Sunday, 18 September 2011

OMF support for binutils

The setting

Some years back I was working on an exciting project: at Prism Payment Technologies we were building self-service terminals destined for fuel stations in Kuala Lumpur.  These terminals were miniaturized 90s-era PC-compatible computers with a PC/104 bus: to add peripherals one simply stacked the boards onto the previous board's million-pin header.  Responsible for pretty much all the firmware running on these critters, it felt like I had been transported back to 1992, back when I was trying to master all the PC's standard(ish) peripherals.  I even got to tie up the one loose end I never got to in the 90s: programming the VGA registers!

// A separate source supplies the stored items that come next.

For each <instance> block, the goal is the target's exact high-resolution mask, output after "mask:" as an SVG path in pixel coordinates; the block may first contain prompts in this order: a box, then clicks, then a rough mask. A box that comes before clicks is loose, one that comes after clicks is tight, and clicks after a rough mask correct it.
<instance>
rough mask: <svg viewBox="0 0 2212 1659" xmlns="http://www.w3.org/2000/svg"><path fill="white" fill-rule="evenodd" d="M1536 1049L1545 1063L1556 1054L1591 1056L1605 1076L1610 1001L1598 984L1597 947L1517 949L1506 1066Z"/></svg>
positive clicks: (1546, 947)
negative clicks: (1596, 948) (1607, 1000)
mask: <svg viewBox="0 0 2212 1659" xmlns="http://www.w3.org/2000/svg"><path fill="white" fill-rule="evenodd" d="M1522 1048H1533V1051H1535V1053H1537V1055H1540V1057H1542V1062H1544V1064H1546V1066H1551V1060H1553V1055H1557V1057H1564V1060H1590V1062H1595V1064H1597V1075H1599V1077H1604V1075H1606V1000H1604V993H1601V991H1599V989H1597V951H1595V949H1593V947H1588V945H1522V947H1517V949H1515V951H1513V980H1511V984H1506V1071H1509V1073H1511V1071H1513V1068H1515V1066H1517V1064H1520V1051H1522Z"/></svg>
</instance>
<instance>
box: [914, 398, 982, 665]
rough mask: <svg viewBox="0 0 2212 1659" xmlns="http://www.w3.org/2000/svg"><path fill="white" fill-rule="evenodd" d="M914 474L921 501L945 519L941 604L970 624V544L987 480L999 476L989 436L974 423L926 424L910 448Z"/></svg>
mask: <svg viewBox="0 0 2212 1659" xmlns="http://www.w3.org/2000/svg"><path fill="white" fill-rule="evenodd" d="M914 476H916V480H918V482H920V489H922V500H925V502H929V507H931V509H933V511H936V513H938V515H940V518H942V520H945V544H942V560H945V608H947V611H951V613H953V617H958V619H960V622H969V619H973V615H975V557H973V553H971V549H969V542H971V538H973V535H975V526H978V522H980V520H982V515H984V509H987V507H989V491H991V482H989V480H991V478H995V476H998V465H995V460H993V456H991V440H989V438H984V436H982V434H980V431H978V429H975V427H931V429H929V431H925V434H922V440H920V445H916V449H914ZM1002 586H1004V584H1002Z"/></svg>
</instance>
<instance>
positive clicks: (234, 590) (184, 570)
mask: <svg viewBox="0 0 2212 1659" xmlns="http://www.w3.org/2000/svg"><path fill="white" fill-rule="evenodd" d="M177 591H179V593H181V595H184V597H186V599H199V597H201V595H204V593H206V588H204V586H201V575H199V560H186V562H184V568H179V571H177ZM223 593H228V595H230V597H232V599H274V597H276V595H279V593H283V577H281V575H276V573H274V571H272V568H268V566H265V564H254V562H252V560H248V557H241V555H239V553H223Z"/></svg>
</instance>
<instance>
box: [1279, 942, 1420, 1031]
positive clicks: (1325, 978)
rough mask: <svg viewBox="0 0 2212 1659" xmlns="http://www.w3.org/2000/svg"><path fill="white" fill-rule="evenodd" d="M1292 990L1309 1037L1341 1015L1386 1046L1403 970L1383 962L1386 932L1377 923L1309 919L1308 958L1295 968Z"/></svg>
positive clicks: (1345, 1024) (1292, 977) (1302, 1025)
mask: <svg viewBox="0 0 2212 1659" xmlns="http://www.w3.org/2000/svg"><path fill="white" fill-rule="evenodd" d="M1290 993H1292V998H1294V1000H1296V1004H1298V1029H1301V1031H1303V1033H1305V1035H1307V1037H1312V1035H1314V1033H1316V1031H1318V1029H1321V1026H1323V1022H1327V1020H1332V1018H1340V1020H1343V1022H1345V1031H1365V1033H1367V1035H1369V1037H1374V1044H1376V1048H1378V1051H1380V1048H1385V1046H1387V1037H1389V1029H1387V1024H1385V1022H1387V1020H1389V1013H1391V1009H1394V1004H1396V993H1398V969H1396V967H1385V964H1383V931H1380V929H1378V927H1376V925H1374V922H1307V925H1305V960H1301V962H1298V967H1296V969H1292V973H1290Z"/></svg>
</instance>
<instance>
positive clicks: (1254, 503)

The code was all in C, and we used TopSpeed C to compile the project.  It was a mixture of little bits of assembly for the ISRs, a few third-party libraries (a TCP/IP stack) and a real-time operating system (uCOS), and our own IFSF protocol stack and application.  When I inherited the project, 640K was just barely enough for us - it was a constant battle for bytes in order to make everything fit into memory.  Some days I would need to add a feature, but be unable to run the firmware as the last few of the 640K bytes had been consumed.  Then I would spend the next day or so, painfully inspecting each of the usual memory-hog suspects, searching for arrays to shrink.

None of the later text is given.